Ketegangan baru antara Iran dan Israel memicu gejolak besar di pasar global. Serangan terhadap infrastruktur energi penting menyebabkan kekhawatiran akan gangguan pasokan yang berkepanjangan. Lonjakan harga minyak yang signifikan di tengah ketegangan tersebut memicu kekhawatiran inflasi sekaligus mendorong investor beralih ke posisi defensif.
Kenaikan harga minyak memengaruhi berbagai kelas aset, termasuk pasar tradisional dan digital. Pasar kripto tidak bertindak sebagai aset lindung nilai seperti yang diharapkan. Data pergerakan dana di blockchain menunjukkan adanya reaksi risiko yang lebih luas, memaksa pemegang jangka panjang untuk menyesuaikan posisi mereka.
Lonjakan Harga Minyak dan Dampaknya
Harga minyak mentah Brent melonjak di atas $110 per barel pada puncaknya. Harga minyak Amerika Serikat mendekati level $100 per barel, sementara minyak di Oman mencapai $167 per barel. Lonjakan ini merupakan salah satu kenaikan harga energi paling tajam dalam beberapa bulan terakhir. Hal ini langsung memperkuat ekspektasi inflasi global yang sudah meningkat.
Serangan Iran terhadap fasilitas LNG utama di Qatar, sebagai respons atas serangan Israel ke ladang gas South Pars di Iran, memperuncing kekhawatiran pasokan energi. Dalam konteks ini, bank sentral dunia semakin memperketat kebijakan suku bunga untuk mengendalikan tekanan harga yang bertahan lama.
Dampak pada Pasar Kripto dan Aset Lain
Bitcoin merespons tekanan pasar dengan cepat menurun sekitar 5% pada hari yang sama. Setelah gagal mempertahankan harga di kisaran $70.000 hingga $71.000, harga Bitcoin turun ke level high-$60.000-an saat aksi jual meningkat. Penurunan ini bukan fenomena tunggal di kripto, melainkan bagian dari tren pelemahan aset berisiko secara umum.

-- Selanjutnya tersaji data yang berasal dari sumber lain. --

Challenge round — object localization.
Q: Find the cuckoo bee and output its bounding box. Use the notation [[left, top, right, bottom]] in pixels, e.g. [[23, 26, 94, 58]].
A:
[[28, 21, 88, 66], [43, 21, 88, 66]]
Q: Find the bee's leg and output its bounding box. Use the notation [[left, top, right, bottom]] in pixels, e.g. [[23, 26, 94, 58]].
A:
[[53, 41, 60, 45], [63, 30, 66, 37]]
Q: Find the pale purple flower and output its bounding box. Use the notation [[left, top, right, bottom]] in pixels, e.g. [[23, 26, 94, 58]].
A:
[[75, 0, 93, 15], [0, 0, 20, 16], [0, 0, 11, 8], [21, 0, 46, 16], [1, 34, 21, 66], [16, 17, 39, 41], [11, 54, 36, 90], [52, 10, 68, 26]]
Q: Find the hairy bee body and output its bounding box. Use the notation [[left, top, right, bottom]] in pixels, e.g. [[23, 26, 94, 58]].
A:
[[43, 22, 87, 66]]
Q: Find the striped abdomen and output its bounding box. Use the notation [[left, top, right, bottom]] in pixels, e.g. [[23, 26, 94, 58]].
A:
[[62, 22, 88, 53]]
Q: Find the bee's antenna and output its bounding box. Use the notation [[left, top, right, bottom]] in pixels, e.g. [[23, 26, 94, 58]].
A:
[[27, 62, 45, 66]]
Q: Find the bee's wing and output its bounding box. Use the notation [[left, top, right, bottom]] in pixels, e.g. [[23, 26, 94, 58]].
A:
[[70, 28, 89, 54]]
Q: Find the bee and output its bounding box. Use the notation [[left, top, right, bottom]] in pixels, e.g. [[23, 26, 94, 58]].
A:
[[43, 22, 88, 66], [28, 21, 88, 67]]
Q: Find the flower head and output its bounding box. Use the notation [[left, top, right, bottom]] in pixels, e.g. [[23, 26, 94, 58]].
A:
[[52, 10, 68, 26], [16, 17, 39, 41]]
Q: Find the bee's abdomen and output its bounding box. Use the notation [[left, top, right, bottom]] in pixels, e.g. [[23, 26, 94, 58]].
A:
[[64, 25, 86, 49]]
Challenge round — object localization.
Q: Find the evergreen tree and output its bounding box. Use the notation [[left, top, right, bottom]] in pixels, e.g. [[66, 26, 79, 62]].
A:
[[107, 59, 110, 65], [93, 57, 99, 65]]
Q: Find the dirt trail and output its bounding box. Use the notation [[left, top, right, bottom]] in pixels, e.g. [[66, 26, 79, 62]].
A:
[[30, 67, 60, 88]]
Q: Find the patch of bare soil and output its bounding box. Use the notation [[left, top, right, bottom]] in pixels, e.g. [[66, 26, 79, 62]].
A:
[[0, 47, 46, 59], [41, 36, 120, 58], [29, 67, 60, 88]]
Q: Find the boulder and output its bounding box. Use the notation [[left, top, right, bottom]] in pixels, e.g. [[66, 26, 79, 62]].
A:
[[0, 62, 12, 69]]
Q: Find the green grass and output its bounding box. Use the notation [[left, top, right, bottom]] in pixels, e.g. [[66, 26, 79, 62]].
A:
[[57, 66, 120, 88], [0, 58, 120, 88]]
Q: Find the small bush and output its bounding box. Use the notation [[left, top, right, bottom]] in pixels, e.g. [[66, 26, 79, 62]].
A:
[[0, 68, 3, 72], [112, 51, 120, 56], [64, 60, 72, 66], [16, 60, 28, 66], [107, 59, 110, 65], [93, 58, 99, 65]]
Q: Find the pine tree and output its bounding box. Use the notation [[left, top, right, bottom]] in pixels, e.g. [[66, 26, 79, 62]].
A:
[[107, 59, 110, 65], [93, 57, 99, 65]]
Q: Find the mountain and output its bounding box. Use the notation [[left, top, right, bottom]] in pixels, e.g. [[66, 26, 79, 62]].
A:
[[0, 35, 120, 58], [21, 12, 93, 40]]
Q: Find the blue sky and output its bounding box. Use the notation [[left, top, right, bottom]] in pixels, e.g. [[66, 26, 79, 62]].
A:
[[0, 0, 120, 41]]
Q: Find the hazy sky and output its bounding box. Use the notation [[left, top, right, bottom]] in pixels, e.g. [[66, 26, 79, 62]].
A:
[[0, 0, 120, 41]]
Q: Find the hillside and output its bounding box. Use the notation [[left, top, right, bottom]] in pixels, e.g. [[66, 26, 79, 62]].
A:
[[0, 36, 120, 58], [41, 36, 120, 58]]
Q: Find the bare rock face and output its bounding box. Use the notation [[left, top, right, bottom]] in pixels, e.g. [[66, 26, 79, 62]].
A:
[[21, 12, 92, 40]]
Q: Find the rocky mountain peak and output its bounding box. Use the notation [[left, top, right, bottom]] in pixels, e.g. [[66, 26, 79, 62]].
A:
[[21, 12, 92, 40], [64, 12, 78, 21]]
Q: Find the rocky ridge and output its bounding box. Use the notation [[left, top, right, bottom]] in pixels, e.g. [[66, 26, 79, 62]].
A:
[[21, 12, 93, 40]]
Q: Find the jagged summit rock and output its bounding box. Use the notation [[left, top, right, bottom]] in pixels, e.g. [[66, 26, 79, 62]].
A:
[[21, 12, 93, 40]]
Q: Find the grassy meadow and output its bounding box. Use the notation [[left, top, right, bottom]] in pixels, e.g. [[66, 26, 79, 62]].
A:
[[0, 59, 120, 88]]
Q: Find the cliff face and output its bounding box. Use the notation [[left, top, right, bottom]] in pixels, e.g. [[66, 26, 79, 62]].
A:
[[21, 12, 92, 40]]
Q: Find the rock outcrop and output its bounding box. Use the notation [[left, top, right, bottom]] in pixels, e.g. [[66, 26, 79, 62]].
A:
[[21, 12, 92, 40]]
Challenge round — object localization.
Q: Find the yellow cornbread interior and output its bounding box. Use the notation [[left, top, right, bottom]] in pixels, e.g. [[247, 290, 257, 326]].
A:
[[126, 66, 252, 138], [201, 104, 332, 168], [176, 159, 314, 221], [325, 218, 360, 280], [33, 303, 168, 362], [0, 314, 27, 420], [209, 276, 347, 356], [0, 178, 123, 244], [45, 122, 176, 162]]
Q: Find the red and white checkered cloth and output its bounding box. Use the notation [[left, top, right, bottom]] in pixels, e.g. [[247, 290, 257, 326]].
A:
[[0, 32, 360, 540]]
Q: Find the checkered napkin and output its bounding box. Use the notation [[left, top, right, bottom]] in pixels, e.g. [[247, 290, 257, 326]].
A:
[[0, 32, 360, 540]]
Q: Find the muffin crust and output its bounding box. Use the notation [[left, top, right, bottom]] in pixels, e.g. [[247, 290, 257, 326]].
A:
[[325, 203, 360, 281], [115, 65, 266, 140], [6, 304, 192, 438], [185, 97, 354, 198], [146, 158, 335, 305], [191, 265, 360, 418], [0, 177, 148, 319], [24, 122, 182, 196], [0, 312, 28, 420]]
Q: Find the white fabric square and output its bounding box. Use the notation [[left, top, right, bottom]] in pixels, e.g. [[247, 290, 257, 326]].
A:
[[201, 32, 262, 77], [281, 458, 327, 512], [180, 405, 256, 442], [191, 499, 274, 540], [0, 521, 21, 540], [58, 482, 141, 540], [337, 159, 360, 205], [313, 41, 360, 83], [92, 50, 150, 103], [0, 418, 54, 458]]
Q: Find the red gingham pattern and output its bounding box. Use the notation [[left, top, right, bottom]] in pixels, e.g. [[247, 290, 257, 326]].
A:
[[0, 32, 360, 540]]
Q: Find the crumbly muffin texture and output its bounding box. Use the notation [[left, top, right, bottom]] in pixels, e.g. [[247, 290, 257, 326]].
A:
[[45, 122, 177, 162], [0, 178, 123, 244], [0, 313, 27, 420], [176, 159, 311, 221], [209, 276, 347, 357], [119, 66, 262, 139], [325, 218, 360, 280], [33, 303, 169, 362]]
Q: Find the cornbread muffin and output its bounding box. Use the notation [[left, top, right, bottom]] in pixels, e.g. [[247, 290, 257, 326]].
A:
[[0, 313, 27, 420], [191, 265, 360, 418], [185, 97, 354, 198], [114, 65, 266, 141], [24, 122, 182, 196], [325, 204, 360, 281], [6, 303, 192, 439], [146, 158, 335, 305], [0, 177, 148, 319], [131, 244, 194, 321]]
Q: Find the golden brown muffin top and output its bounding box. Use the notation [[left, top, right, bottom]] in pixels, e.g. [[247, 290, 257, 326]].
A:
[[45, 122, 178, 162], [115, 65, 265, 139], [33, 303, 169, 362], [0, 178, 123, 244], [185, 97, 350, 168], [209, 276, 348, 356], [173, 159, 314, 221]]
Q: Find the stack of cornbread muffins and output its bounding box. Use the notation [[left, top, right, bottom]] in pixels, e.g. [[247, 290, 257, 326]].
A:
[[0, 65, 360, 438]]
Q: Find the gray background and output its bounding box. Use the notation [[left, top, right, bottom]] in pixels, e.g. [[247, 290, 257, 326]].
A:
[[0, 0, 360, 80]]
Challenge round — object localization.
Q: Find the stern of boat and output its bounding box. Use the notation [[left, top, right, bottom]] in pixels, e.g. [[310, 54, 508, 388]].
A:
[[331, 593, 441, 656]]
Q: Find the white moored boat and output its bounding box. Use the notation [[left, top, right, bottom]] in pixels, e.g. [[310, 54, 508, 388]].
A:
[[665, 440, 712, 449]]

Futures Nasdaq 100 juga anjlok 0,8%, diikuti pelemahan saham di pasar luas. Federal Reserve memberi sinyal berhati-hati terkait pemotongan suku bunga, sehingga memperkuat sentimen negatif di pasar. Bahkan harga emas, yang biasanya dianggap sebagai tempat berlindung yang aman, turun lebih dari 5% selama tujuh hari berturut-turut akibat kenaikan imbal hasil obligasi yang mengurangi daya tariknya.
Data Pergerakan Kripto Mencurigakan
Platform data blockchain Arkham mencatat adanya transfer besar-besaran sebanyak 1.000 BTC senilai sekitar $70 juta ke bursa Binance. Ini merupakan salah satu perpindahan terbesar ke bursa dalam beberapa minggu terakhir. Di sisi lain, pemilik Bitcoin lama, Owen Gunden, memindahkan 2.499 BTC senilai lebih dari $220 juta ke bursa Kraken, setelah tidak melakukan aktivitas besar dalam beberapa bulan.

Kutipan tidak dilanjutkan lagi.